I am trying to understand how to evaluate $\frac{1}{z^2}$ around $z_0 = 1$
so $$\frac{1}{z^2}=\left(\frac{1}{z}\right)^2=\sum_{n=0}^{\infty}(-1)^n(z-1)^n \cdot \sum_{m=0}^{\infty}(-1)^m(z-1)^m$$ $$=\sum_{n=0}^{\infty}\sum_{m=0}^{n}(-1)^n(z-1)^n$$
and the explanation in the book is the word "convolution." I don't understand how is it related to that step; I tried to examine to definition to convolution again, but still nothing came up to my mind.

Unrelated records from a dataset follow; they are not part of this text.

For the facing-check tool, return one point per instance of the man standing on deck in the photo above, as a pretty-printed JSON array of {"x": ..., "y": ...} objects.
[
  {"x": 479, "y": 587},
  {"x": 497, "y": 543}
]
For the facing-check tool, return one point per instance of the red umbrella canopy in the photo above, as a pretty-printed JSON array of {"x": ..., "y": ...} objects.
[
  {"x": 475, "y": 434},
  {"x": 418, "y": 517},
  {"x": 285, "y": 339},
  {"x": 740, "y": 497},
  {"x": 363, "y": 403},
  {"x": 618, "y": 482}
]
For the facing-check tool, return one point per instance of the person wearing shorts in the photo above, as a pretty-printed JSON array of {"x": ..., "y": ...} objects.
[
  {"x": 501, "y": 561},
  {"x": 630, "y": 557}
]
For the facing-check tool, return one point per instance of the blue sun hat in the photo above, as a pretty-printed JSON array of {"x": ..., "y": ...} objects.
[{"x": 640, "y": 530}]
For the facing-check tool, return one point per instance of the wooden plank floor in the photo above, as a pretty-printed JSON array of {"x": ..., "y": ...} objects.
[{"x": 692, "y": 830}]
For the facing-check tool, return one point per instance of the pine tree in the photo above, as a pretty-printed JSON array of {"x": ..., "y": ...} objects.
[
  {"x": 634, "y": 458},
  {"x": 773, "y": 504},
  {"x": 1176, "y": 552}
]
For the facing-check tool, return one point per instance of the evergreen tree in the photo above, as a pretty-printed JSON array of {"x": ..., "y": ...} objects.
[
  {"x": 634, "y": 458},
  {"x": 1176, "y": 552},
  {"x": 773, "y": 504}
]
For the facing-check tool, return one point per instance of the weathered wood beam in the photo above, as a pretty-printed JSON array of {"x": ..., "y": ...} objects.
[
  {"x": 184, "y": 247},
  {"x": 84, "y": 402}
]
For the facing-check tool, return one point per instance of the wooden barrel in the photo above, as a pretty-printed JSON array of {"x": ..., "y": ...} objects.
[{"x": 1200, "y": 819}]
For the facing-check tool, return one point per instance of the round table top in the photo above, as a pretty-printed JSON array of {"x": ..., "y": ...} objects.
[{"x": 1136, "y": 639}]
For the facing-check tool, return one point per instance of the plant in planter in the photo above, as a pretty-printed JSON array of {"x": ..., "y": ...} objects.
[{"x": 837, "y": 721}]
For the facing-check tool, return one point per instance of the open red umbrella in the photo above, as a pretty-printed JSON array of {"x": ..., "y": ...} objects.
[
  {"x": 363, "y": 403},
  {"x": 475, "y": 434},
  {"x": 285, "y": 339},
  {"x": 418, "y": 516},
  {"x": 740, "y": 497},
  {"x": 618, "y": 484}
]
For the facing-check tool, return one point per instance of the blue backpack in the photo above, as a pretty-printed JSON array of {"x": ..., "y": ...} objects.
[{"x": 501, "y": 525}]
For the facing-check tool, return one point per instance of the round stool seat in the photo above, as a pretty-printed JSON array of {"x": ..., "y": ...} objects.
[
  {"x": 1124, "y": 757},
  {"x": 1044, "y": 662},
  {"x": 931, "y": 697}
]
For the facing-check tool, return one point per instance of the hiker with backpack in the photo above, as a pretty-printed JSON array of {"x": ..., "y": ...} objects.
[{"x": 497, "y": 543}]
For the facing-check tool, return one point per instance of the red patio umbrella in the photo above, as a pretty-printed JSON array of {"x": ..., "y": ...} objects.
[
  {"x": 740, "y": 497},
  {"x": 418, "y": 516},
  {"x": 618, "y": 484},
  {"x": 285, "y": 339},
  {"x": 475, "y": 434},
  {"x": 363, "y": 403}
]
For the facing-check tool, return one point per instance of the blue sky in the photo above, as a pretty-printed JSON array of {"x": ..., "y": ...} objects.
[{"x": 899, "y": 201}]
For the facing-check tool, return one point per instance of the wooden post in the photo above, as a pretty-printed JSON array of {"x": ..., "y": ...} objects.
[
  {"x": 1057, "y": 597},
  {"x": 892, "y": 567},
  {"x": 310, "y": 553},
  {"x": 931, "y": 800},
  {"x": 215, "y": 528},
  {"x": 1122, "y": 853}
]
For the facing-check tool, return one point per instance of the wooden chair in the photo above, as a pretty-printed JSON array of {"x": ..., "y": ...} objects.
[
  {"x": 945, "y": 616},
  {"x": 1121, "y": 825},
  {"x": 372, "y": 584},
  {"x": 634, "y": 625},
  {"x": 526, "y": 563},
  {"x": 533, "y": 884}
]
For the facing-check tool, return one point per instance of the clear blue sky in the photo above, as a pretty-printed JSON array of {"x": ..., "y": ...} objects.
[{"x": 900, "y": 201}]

To simplify the notation let $x=(-1)(z-1)$; we want to show that
$$\left(\sum_{n\ge 0}x^n\right)\left(\sum_{m\ge 0}x^m\right)=\sum_{n\ge 0}\sum_{m=0}^nx^n\,.\tag{1}$$
If you multiply out the lefthand side as if it were a product of two polynomials, you get a term $x^n\cdot x^m=x^{n+m}$ for each pair $\langle n,m\rangle$ of non-negative integers. If $k$ is a non-negative integer, how many of these terms are equal to $x^k$? The terms equal to $x^k$ are precisely the terms $x^{n+m}$ such that $n+m=k$, and there is one for each value of $n$ from $0$ through $k$: these terms are $x^{0+k},x^{1+(k-1)},x^{2+(k-2)},\ldots,x^{(k-1)+1}$, and $x^{k+0}$. Thus,
$$\begin{align*} \left(\sum_{n\ge 0}x^n\right)\left(\sum_{m\ge 0}x^m\right)&=\sum_{k\ge 0}\sum_{n=0}^kx^{n+(k-n)}\\ &=\sum_{k\ge 0}\sum_{n=0}^kx^k\,. \end{align*}$$
And we can rename the index variables $k$ and $n$ to $n$ and $m$, respectively, without changing the value, so we have
$$\begin{align*} \left(\sum_{n\ge 0}x^n\right)\left(\sum_{m\ge 0}x^m\right)&=\sum_{k\ge 0}\sum_{n=0}^kx^k\\ &=\sum_{n\ge 0}\sum_{m=0}^nx^n\,. \end{align*}$$
Note that $\sum_{m=0}^nx^n$ is just the sum of $n+1$ copies of $x^n$, so in fact the whole thing can be further simplified to
$$\sum_{n\ge 0}(n+1)x^n\,.$$